Ohio brain-injury victims and neuroscience buffs alike may take interest in new studies by the University of Rochester Medical Center and the Cleveland Clinic, which propose that some brain injuries that result in long-term brain degeneration could be attributed to an autoimmune response similar to what patients of multiple sclerosis experience. Many scientists now agree that receiving repeated, sub-concussive hits to the head, which football players often endure, could lead to brain injury disorders later on in life. However, these new studies suggest that brain injuries caused by repeated hits to the head might be caused by a response of the body's immune system rather than simply being the result of traumatic force.

This recent theory states that when the body receives hits to the head, the barrier that separates the brain from the blood opens slightly. This allows some of the proteins and molecules that protect the brain from foreign substances to leak into the bloodstream, which in turn weakens the brain's protection. 

To support this theory, scientists discovered S100B, a protein that generally indicates traumatic brain injuries, in the bloodstreams of 67 football players after every football game they played. Even though none of the football players suffered any concussions during any of the games, the research team states that their findings suggest that even normal hits in football play have an impact on the barrier separating the brain from the blood and possibly the brain itself.

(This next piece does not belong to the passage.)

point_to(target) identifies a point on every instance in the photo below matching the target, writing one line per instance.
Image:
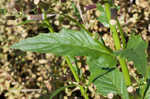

Furthermore, the team discovered that after S100B was released into the bloodstream, the body began to produce antibodies against it. They also noted that some of the antibodies leaked through the damaged barrier and began to attack the healthy brain cells that produced the protein.

Brain injuries are certainly serious matters, especially when they are caused on the job. They can lead to serious neurological disorders that can prevent people from performing competently in their professional lives as well as in their personal ones. Awareness for sports-related concussions has risen, but research about the long-term consequences to the brain is still sparse. This new research could assist those players seeking compensation for their sports-related brain injuries.